Remember that you have removed the min value from the top by swapping it with the final element. When you have the heapify_down() function fully coded, beginning with that new (non-minimum) top element, each parent will “look at” its two children, use the function you are working now on to swap so that left child is minimum, and then swap
left child <--> parent if left child’s value is less than parent’s.
Repeat all the way down until there are no more children…
Another thing to consider. Remember that this is a binary tree, so there must be not more than 2 childs. If there is only 1 child, its the left child because of the way the array is filled. When we remove the last element of the list, we remove the rightmost element (the last right child or the only child (left) if there would be just one at the given last index. When we populate the heap, we do from top to bottom, left to right, so a “no left child” case would likely not happen.
At this point we are dealing with min or max heap, the only element we would need to retrieve (remove) in both cases is the root.
What happens if the two children are of the same value? Which child is selected then?

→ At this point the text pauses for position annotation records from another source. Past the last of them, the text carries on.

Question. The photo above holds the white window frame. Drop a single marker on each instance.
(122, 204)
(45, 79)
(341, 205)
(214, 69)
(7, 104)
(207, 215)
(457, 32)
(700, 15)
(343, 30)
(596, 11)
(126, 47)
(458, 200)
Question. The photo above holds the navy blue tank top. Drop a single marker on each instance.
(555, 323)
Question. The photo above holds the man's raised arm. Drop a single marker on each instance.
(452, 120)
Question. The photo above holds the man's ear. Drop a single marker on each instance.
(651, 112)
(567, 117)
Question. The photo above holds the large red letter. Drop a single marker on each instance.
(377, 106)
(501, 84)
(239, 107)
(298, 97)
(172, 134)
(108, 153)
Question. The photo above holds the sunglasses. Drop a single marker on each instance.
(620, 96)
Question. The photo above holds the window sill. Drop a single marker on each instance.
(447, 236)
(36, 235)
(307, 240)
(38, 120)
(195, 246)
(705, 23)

Hey guys, I have a question about this part:
Which should we choose? We’ll use an example to think it through. Imagine we have a heap with four elements:
print(heap.heap_list) # [None, 21, 36, 58, 42] heap.retrieve_min() # 21 # [None, 42, 36, 58] # Should we swap with 36 or 58?
We want to swap with the smaller of the two children, otherwise, we wouldn’t maintain our heap properties!
Was the 42 supposed to be 24? If not, I don’t understand why you would swap with 36 instead of 58. The exercise tells us to swap with 36 thereby making the list:
[None, 42, 36, 58]
That is not maintaining the minimum heap. That would only be maintaining the minimum heap if they meant to say 24 instead of 42.
What am I missing here?
I think you’ve misunderstood. You’re swapping the 42 with the smallest of the two children ie. the smallest value out of 36 and 58. 36 is the smallest child therefore we swap the 42 with 36. This maintains the minimum heap as the root node is now 36 which is the min value and the two children 42 and 58 are both larger than their parent.